Harta Pribadi Dikorbankan Pria Ini Demi Membangun Energi Listrik di Desanya yang Terpencil
Dusun Kawerewere, Rejeki, Kecamatan Palolo, Kabupaten Sigi, Sulawesi Tengah, yang awalnya gelap gulita, kini terang benderang berkat Sudirman, 41.
Editor: Agung Budi Santoso
TRIBUNNEWS.COM - Pada Maret 2003, Sudirman (41) sudah siap membangun rumah permanen. Sebanyak 50 zak semen sudah diangkut dengan susah payah menggunakan sepeda motor ke Dusun Kawerewere, Rejeki, Kecamatan Palolo, Kabupaten Sigi, Sulawesi Tengah. Namun, di tengah jalan, ia berubah pikiran. Pikirannya seakan tersirap oleh cita-citanya untuk membangun sumber energi.
Akhirnya, alih-alih semen tersebut dipakai untuk membangun rumah, Sudirman malah menggunakan semen itu untuk ”membangun” Sungai Meno yang lokasinya tak jauh dari rumahnya.
”Saya pakai semen itu untuk membuat alur air dan bak penampung air dari aliran sungai tersebut. Saya mau bangun PLTM (pembangkit listrik tenaga mikrohidro),” ujar Sudirman di lokasi PLTM miliknya di Dusun Kawerewere, Minggu (14/12).
Ketika mulai merealisasikan rencananya tersebut, pria kelahiran 10 Juni 1973 ini berkeyakinan kuat, apa yang dilakukannya tidak akan sia-sia. Ia ingin rumah dan kampungnya diterangi lampu.
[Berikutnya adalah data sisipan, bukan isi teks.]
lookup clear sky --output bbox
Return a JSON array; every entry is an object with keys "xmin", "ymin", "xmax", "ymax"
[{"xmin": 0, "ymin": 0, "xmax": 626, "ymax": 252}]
”Saya berusaha meyakinkan orangtua dan istri saya yang mengecap saya bodoh karena menggunakan semen pribadi untuk sesuatu yang tidak jelas hasilnya nanti. Mulai saat itu, hari-hari saya habiskan di Sungai Meno. Saya mengerjakan sebuah pertaruhan,” tutur peraih Penghargaan Energi Prakarsa 2013 dari Kementerian Energi dan Sumber Daya Mineral itu.
Tiga hari pertama, Sudirman berkutat sendiri dengan proyek tersebut. Memasuki hari keempat, sejumlah tetangga yang sudah mulai mengetahui maksud kegiatannya mulai turun tangan membantu. Ada satu orang yang ikut menyumbang dua zak semen. Kemudian disusul tiga orang lainnya membantu bapak dua anak itu membangun alur sungai dan bak penampung air.
Terang
Sekitar pertengahan Maret, kerja keras itu mulai berbuah hasil. Sebuah kincir kayu berdiameter 50 sentimeter mampu menghasilkan listrik yang bisa dipergunakan untuk menerangi empat rumah. Salah satunya tentu saja rumah Sudirman yang berjarak sekitar 50 meter dari Sungai Meno.
Dengan potensi yang masih bisa digenjot, Sudirman terus berkreasi. Ia kemudian mengganti kincir berdiameter 50 cm dengan ukuran yang lebih besar, 80 cm. Hasilnya, rumah yang bisa diterangi listrik bertambah, dan sejumlah perlengkapan rumah tangga, seperti televisi, pun mampu dinyalakan dengan sumber aliran listrik tersebut.
”Tetapi, lampu masih sering redup. Itu sebabnya, saya mengganti lagi dengan kincir yang lebih besar diameternya, 150 cm. Barulah cahaya lampu yang dihasilkan relatif stabil. Rumah yang dialiri listrik bertambah jadi 13 unit,” ujarnya senang.
Sejak kincir berdiameter 150 cm berputar pada 2005, warga pun berinisiatif menyetor iuran. Dana itu kemudian dipakai untuk operasionalisasi PLTM, terutama membeli komponen dinamo yang harus diganti setiap dua bulan.
Saat ini, warga menyumbang iuran Rp 25.000 bagi keluarga yang tak punya televisi, dan Rp 40.000 bagi keluarga yang ingin menikmati tontonan televisi. Listrik pun bisa menyala 24 jam.
Namun, rasa dahaga Sudirman belum takluk juga. Pasalnya, masih ada 37 rumah yang belum bisa menikmati hasil keringatnya.